For context and comparison, here is the same kernel implementation using CUDA directly:
dim3 nthreads_per_block(i_block_sz, j_block_sz, k_block_sz);
static_assert(i_block_sz*j_block_sz*k_block_sz == block_size,
"Invalid block_size");
dim3 nblocks(static_cast<size_t>(RAJA_DIVIDE_CEILING_INT(N, i_block_sz)),
static_cast<size_t>(RAJA_DIVIDE_CEILING_INT(N, j_block_sz)),
static_cast<size_t>(RAJA_DIVIDE_CEILING_INT(N, k_block_sz)));
nested_init<i_block_sz, j_block_sz, k_block_sz>
<<<nblocks, nthreads_per_block>>>(a, c, N);
cudaErrchk( cudaGetLastError() );
cudaErrchk(cudaDeviceSynchronize());
The nested_init
device kernel used here is:
template< int i_block_size, int j_block_size, int k_block_size >
__launch_bounds__(i_block_size*j_block_size*k_block_size)
__global__ void nested_init(double* a, double c, int N)
{
int i = blockIdx.x * i_block_size + threadIdx.x;
int j = blockIdx.y * j_block_size + threadIdx.y;
int k = blockIdx.z;
if ( i < N && j < N && k < N ) {
a[i+N*(j+N*k)] = c * i * j * k ;
}
}
A few differences between the CUDA and RAJA-CUDA versions are worth noting.

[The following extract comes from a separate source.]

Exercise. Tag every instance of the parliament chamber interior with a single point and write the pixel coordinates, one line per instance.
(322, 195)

First, the CUDA version uses the CUDA dim3
construct to express the
threads-per-block and number of thread-blocks to use: i.e., the
nthreads_per_block
and nblocks
variable definitions. The
RAJA::launch
interface takes compute dimensions through a
RAJA::LaunchParams
object. RAJA provides a macro RAJA_DIVIDE_CEILING_INT
to perform the proper integer arithmetic to calculate the number of blocks
based on the size of the array and the block size in each dimension. Second, the
mapping of thread identifiers to the (i,j,k) indices is explicit in the device
kernel. Third, an explicit check of the (i,j,k) values is required in the CUDA
implementation to avoid addressing memory out-of-bounds; i.e.,
if ( i < N && j < N && k < N )...
. The RAJA variants set similar
definitions internally and mask out indices that would be out-of-bounds.

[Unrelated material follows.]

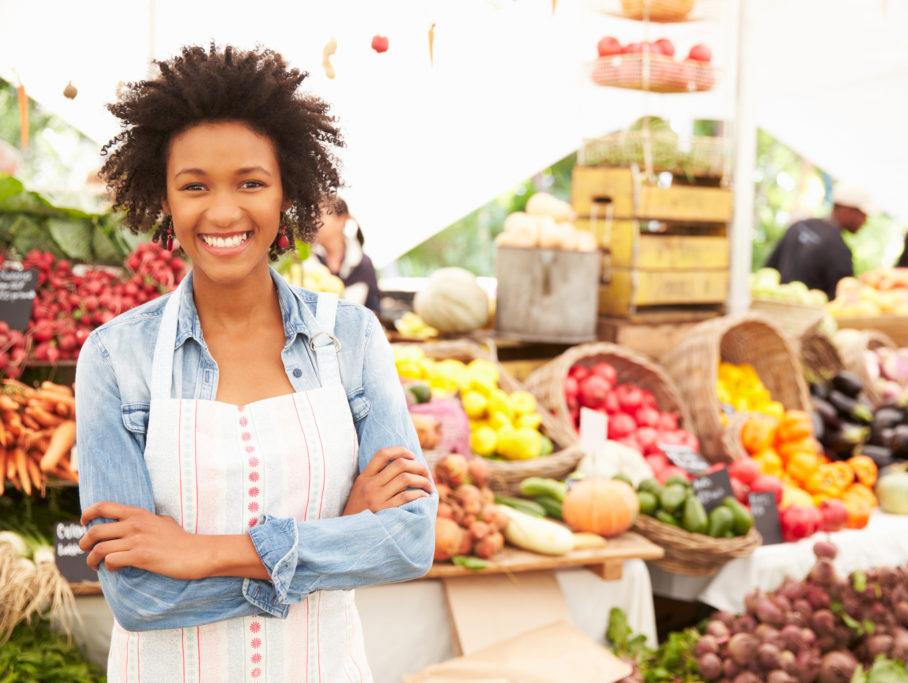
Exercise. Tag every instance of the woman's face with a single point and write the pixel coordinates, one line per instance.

Note that we also inserted additional error checking with static_assert
and cudaErrchk
, which is a RAJA macro, for printing CUDA device error
codes, to catch device errors if there are any.
Lastly, we show the RAJA HIP variants of the kernel, which are semantically identical to the RAJA CUDA variants. First, the RAJA-HIP global-thread variant:
using hip_teams_z_5 = RAJA::LoopPolicy<RAJA::hip_block_z_direct>;
using hip_global_thread_y_5 = RAJA::LoopPolicy<RAJA::hip_global_thread_y>;
using hip_global_thread_x_5 = RAJA::LoopPolicy<RAJA::hip_global_thread_x>;
const bool async_5 = false;
using launch_policy_5 = RAJA::LaunchPolicy<RAJA::hip_launch_t<async_5>>;
RAJA::launch<launch_policy_5>
(RAJA::LaunchParams(RAJA::Teams(n_blocks_i, n_blocks_j, n_blocks_k),
RAJA::Threads(i_block_sz, j_block_sz, k_block_sz)),
[=] RAJA_HOST_DEVICE (RAJA::LaunchContext ctx) {
RAJA::loop<hip_teams_z_5>(ctx, RAJA::TypedRangeSegment<int>(0, N), [&] (int k) {
RAJA::loop<hip_global_thread_y_5>(ctx, RAJA::TypedRangeSegment<int>(0, N), [&] (int j) {
RAJA::loop<hip_global_thread_x_5>(ctx, RAJA::TypedRangeSegment<int>(0, N), [&] (int i) {
d_aView(i, j, k) = c * i * j * k ;
});
});
});
});
and then the RAJA Launch HIP fixed thread-block size, tiled, direct thread mapping version:
using hip_teams_z_6 = RAJA::LoopPolicy<RAJA::hip_block_z_direct>;
using hip_teams_y_6 = RAJA::LoopPolicy<RAJA::hip_block_y_direct>;
using hip_teams_x_6 = RAJA::LoopPolicy<RAJA::hip_block_x_direct>;
using hip_threads_y_6 = RAJA::LoopPolicy<RAJA::hip_thread_y_direct>;
using hip_threads_x_6 = RAJA::LoopPolicy<RAJA::hip_thread_x_direct>;
const bool async_6 = false;
using launch_policy_6 = RAJA::LaunchPolicy<RAJA::hip_launch_t<async_6>>;
RAJA::launch<launch_policy_6>
(RAJA::LaunchParams(RAJA::Teams(n_blocks_i, n_blocks_j, n_blocks_k),
RAJA::Threads(i_block_sz, j_block_sz, k_block_sz)),
[=] RAJA_HOST_DEVICE (RAJA::LaunchContext ctx) {
RAJA::loop<hip_teams_z_6>(ctx, RAJA::TypedRangeSegment<int>(0, N), [&] (int k) {
RAJA::tile<hip_teams_y_6>
(ctx, j_block_sz, RAJA::TypedRangeSegment<int>(0, N), [&] (RAJA::TypedRangeSegment<int> const &j_tile) {
RAJA::tile<hip_teams_x_6>
(ctx, i_block_sz, RAJA::TypedRangeSegment<int>(0, N), [&] (RAJA::TypedRangeSegment<int> const &i_tile) {
RAJA::loop<hip_threads_y_6>(ctx, j_tile, [&] (int j) {
RAJA::loop<hip_threads_x_6>(ctx, i_tile, [&] (int i) {
d_aView(i, j, k) = c * i * j * k ;
});
});
});
});
});
});
The only differences are that type names are changed to replace ‘CUDA’ types with ‘HIP’ types to use the RAJA HIP back-end.